Preparing food systems for a hotter, harsher world
The findings reinforce a crucial point: averting hunger is not solely about producing more calories. Climate-resilient food security depends on:
- Diversified, shock-resistant supply chains that can withstand droughts, floods and heatwaves.
- Early warning systems and social protection that reach people before crises peak.
- Investment in water management, climate-smart agriculture and locally adapted seed systems.
- Conflict prevention and peacebuilding, which are essential for stable access to land, markets and assistance.
- Inclusive participation—especially of women, smallholder farmers and Indigenous communities—in food governance and adaptation planning.
A narrowing window
Climate change is a risk multiplier. It does not act in isolation, but it can turn existing fragilities into full-blown emergencies. The modelling makes clear that today’s policy choices will determine whether hundreds of millions face severe hunger—or whether that future is decisively averted.

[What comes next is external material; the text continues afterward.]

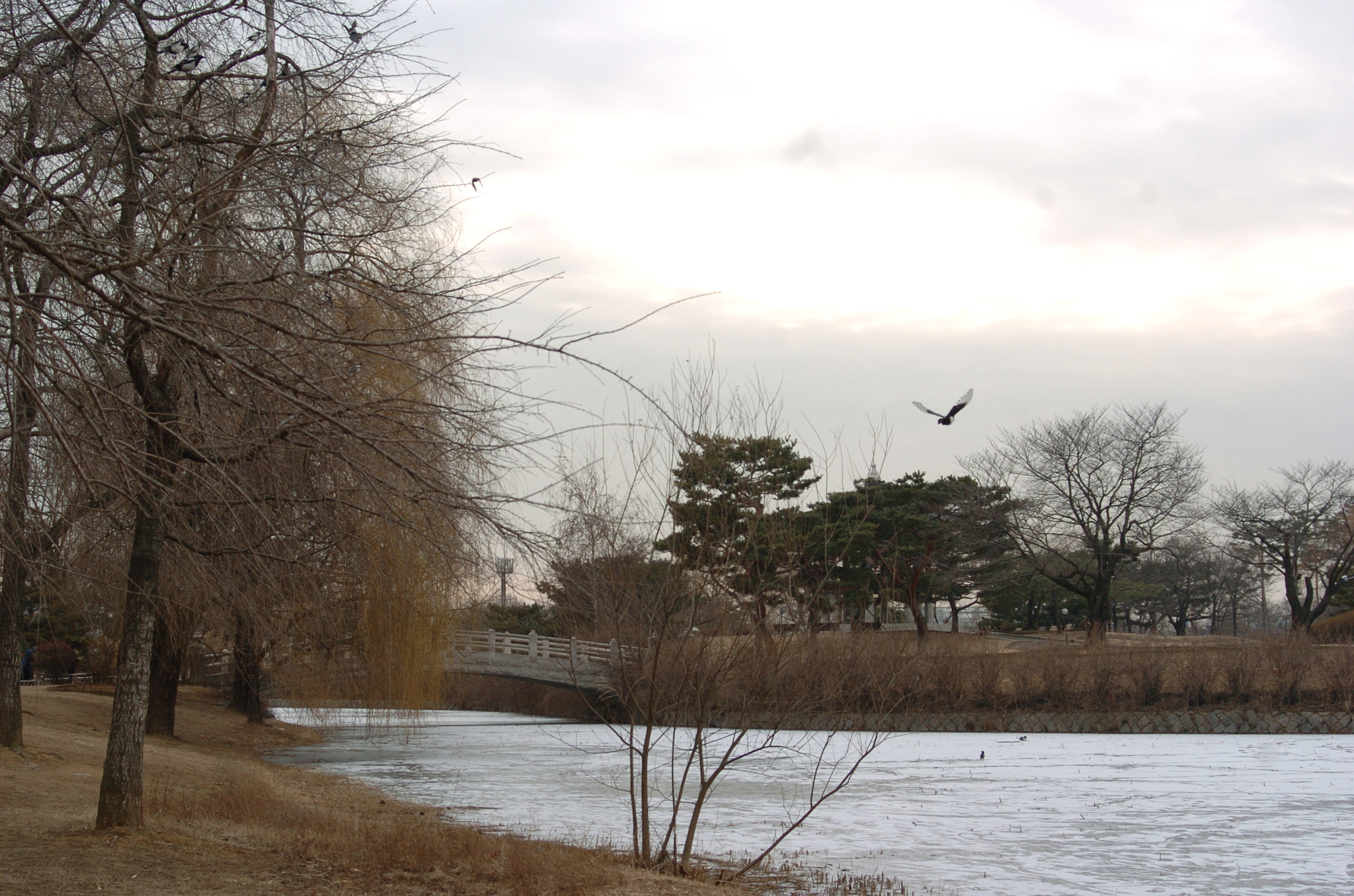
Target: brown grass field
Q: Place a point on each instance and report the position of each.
(223, 822)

Rapid emissions cuts, coupled with equitable development and conflict reduction, could spare up to 780 million people from severe food crises by the end of the century. The alternative—inaction or half measures—would lock in avoidable suffering on a staggering scale.
Time is short, but the path is clear: decarbonise quickly, build resilient and fair food systems, and invest in peace and adaptation. Doing so can help ensure that tomorrow’s children inherit a world where food security is not a privilege, but a right.